If a clear Milestone is defined and agreed upon with timelines and Sprints to complete the work then typically new feature requests should go to the back of the backlog unless they directly impact on a given feature that is under development. This helps the Milestone be reached in the expected timeframe.

Suggestions from Neil

Modularisation

@SylviaWhittle has done an amazing job setting up this framework but I think we need to shift over to it completely so that each step in processing can be run independently. This requires a few additional things.

Napari Plugin

Napari is "a fast, interactive, multi-dimensional image viewer for Python. It's designed for browsing, annotating, and analyzing large multi-dimensional images. It's built on top of Qt (for the GUI), vispy (for performant GPU-based rendering), and the scientific Python stack (numpy, scipy).".

I think making output from TopoStats viewable in Napari would be really useful.

Maintain Good Test coverage

It's important that we ensure the code that goes into the main branch does what we think it should. The way to do this is to ensure we have good test coverage. This is important because it a) ensures that the code does what we think it should; b) protects our future selves to capture breaking changes.

Unit tests should ideally be based on abstraction and not rely heavily on any one single sample.

When we have bug reports these should form the basis of new tests so that we ensure we've captured this.

Maintaining Documentation

As usage and features change we should ensure that documentation is kept up-to-date. This could be done by including a template of checklist items for Pull Requests that includes updating documentation as well as docstrings for functions/classes/methods and other minimums that we require when merging to main (e.g. passes all tests).
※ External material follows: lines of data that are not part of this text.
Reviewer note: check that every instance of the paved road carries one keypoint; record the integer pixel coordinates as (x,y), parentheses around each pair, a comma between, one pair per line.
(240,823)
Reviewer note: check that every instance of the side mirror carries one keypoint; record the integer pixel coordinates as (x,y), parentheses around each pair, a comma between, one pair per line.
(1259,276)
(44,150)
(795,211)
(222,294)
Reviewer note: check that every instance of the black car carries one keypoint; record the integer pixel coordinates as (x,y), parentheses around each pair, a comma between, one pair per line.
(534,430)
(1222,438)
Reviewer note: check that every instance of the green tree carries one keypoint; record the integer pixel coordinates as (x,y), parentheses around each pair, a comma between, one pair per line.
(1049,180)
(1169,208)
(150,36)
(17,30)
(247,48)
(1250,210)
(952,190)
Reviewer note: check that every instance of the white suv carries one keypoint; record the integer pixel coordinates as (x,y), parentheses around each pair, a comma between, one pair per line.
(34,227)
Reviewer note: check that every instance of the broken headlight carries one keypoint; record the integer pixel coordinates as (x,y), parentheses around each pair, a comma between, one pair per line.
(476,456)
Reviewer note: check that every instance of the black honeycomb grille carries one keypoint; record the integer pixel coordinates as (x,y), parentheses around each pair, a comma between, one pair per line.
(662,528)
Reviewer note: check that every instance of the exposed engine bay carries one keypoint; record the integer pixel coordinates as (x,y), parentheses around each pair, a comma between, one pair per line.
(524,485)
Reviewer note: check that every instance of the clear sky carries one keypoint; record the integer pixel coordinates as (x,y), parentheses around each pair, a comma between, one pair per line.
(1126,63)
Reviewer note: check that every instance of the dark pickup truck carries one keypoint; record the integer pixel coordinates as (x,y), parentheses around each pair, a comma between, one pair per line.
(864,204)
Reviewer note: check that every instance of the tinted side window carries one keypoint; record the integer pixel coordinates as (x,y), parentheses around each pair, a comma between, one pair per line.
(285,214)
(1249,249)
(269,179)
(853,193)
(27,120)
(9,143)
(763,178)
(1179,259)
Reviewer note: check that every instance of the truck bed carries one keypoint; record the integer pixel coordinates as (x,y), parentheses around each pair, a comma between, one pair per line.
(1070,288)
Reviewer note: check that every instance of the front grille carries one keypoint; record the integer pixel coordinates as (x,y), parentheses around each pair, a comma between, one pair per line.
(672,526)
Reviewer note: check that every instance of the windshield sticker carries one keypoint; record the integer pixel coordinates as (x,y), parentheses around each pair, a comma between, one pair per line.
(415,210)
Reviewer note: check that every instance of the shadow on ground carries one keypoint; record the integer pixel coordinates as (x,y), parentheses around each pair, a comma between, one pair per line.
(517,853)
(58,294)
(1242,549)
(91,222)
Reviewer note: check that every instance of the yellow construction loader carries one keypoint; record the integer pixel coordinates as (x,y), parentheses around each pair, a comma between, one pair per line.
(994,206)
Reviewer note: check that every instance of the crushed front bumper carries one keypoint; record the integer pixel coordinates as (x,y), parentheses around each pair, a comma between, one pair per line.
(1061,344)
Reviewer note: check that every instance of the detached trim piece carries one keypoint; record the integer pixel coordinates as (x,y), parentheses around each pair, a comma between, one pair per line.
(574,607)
Notebooks are a nice medium for demonstrating how to use the tools interactively but do require a fair bit of maintenance and also require people to be familiar with running them locally.
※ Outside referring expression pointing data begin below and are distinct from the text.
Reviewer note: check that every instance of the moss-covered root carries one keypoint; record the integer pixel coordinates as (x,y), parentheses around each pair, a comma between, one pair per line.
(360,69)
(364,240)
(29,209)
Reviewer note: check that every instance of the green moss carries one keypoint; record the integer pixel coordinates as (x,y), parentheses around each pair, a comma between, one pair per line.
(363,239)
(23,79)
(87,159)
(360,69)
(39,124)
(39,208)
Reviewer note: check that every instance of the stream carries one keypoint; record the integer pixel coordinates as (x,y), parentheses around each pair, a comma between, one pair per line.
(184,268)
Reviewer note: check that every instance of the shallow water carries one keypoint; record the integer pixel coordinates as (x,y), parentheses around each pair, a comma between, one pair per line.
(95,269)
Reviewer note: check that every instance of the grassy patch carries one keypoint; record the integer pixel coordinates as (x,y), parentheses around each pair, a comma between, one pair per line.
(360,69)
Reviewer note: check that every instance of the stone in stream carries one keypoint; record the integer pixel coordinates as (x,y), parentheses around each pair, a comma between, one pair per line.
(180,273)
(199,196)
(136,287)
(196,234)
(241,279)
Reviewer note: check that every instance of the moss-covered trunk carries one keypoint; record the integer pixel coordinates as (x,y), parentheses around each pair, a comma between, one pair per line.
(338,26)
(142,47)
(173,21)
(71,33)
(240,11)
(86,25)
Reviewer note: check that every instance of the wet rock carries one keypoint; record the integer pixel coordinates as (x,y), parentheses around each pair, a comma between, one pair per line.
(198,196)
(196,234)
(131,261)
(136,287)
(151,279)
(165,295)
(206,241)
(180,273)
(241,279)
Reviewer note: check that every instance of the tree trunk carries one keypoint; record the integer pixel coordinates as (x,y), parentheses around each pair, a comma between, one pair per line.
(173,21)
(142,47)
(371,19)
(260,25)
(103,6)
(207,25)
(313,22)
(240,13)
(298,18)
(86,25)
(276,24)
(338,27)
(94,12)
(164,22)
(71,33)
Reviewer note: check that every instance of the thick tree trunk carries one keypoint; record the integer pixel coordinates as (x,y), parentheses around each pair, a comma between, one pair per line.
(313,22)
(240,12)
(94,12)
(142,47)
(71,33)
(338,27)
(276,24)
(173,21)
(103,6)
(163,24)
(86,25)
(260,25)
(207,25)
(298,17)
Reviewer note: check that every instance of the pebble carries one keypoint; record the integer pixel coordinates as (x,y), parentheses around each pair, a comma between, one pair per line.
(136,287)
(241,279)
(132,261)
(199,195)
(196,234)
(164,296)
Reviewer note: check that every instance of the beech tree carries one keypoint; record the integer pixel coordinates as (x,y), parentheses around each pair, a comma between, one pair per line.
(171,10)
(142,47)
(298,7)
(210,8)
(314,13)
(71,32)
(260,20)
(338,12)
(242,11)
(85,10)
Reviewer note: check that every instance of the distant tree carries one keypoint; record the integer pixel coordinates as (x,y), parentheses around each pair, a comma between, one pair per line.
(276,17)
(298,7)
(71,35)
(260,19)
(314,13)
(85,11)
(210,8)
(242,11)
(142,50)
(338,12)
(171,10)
We might want to consider using Web Assembly Framework to provide interactive Notebooks using JupyterLite/Pyodide. These can also serve as the basis for a WebUI for processing.

Improving Git Workflow

I think we can make our lives a bit easier if we try and improve our Git workflow. This ties in with having clear Milestones and breaking larger tasks/issues (termed Epics) down into smaller tasks that can be achieved in sprints.
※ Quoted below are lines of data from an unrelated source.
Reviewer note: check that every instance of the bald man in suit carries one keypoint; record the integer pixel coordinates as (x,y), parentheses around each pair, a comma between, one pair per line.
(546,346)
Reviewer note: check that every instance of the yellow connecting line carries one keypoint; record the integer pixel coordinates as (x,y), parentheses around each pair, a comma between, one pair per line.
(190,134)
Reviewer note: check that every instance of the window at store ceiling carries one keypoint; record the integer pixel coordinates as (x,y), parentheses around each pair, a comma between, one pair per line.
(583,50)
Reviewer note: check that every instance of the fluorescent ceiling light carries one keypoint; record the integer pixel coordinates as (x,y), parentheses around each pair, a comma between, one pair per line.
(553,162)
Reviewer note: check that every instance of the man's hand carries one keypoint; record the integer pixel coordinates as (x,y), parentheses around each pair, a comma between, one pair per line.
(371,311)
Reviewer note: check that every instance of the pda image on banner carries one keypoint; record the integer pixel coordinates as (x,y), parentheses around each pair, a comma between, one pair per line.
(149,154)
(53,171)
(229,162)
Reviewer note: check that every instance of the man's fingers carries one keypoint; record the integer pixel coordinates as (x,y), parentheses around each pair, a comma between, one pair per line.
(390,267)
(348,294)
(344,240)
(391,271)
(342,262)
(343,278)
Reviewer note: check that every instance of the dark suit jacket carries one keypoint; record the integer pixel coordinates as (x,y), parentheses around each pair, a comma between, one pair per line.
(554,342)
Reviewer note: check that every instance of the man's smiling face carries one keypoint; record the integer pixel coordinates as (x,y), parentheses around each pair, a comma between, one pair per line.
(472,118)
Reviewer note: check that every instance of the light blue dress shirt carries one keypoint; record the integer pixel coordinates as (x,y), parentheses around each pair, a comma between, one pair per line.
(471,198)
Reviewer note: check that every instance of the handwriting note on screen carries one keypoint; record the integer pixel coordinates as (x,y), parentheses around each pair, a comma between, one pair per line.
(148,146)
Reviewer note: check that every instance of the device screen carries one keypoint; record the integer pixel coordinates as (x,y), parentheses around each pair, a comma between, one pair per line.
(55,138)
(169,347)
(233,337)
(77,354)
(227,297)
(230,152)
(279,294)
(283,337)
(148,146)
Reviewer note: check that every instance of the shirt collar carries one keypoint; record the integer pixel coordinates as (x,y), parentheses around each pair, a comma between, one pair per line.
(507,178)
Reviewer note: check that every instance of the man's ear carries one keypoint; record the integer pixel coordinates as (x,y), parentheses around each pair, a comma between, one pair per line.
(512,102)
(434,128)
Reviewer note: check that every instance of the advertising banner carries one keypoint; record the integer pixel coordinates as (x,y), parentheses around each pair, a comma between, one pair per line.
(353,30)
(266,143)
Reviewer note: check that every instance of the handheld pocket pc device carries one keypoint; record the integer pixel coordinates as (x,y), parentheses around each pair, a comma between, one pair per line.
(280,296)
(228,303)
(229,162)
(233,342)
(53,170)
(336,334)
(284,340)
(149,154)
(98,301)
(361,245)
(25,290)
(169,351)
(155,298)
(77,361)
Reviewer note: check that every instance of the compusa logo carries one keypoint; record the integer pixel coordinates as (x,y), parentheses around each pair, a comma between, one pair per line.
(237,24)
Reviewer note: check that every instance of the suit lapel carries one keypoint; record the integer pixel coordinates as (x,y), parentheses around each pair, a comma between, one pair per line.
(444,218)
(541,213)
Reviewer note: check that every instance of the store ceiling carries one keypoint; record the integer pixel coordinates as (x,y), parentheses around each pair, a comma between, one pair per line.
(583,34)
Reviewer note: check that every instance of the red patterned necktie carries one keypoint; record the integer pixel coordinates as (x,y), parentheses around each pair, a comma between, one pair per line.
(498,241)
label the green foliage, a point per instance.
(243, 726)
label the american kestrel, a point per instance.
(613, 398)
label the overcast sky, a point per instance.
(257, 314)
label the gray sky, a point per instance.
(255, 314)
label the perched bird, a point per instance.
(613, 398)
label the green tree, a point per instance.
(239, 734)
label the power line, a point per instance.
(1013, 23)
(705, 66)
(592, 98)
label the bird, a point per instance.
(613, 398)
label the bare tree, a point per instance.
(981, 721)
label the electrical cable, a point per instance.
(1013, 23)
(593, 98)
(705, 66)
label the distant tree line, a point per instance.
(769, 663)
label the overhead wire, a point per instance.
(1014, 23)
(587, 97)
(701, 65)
git commit's should be atomic and capture a single task. These may themselves be the result of several commits but these can be squashed via ether git commit --amend or git rebase --interactive to combine multiple commits into a single commit once all the steps of work have been completed. It will make the history easier to read and makes Pull Requests easier to review. Useful resource on this is Git Legit and related material such as How to write a Git Commit Message.

How to Handle Support Requests

We're starting to see questions from users, both within the group and outside. My preference would be for all support requests to occur through GitHub Discussions. Slack history is ultimately lost on the free tier, whilst the Discussions are more permanent. They also serve to become a repository of searchable information that others can search first. Further over time as questions get repeated and answers/solutions accrue it can be used as a seeding ground for documentation.

Long Term View - Laboratory Information Management System (LIMS)

I really liked @alicepyne proposal to standardised meta-data about experiments conducted, this rung some bells in my head at the time about the possibility of developing a Laboratory information management system to organise the data that is generated by users and labs. A major advantage of this would make it much easier for people who manage large teams to find and use data across studies. TopoStats would I hope fit into this by automatically processing scans so that users got clean images automatically. This would likely require some tinkering to find useful default values for different sample types but would potentially be very useful.

Having a WebUI interface for users to log into and view the results, tweak processing parameters and have the results regenerated all the time with data being stored and managed in a back-end database would be very useful I think.